A variety of different things; we’ll be tasting different dried and fresh seaweeds, and explaining how they can be used and incorporated into lots of different dishes. We’ll also share a number of recipes that give a broad view of how to use seaweed, so using a lot of different species. We do a panna cotta using carrageen which, when you simmer it becomes gelatinous – it’s an amazing seaweed to use to set or thicken any dessert or soup.

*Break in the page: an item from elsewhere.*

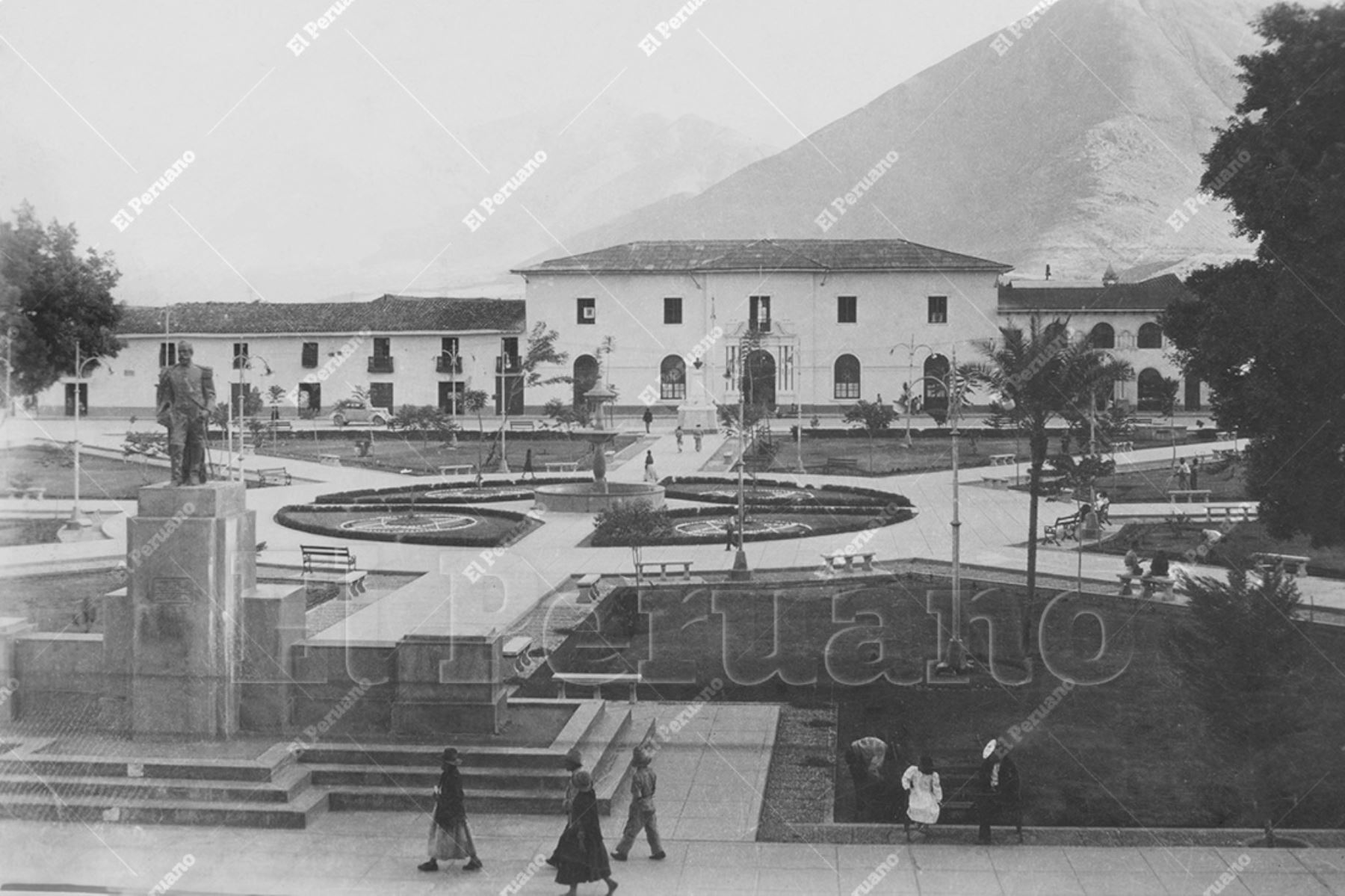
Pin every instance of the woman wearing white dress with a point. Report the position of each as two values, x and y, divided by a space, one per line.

We’ll use sea spaghetti as a pasta substitute; we’ll make a pesto, a soup… a whole range of things.

How can course attendees get hold of and go on to use seaweed after the course?

You can buy it off our website! We do a range of seaweed shakers as well as larger seaweed pouches. The seaweed shakers are like spice shakers that sit in your spice rack. We’ve got a seaweed cookbook that we’ve won some great awards for with 50 different recipes and a foraging guide as well as any information that you might need relating to seaweed. You also buy them in loads of health food stores and delis around the country!

The Cornish Seaweed Company will be sharing their love of this amazing local ingredient at Philleigh Way on 18th April.  This full-day course (including lunch) will include five demonstrations and four practical sessions so you’ll leave with the knowledge and skills to start foraging for this amazing ingredient (or you could buy some pre-prepared from The Cornish Seaweed Company…)  and incorporating it into your everyday cooking.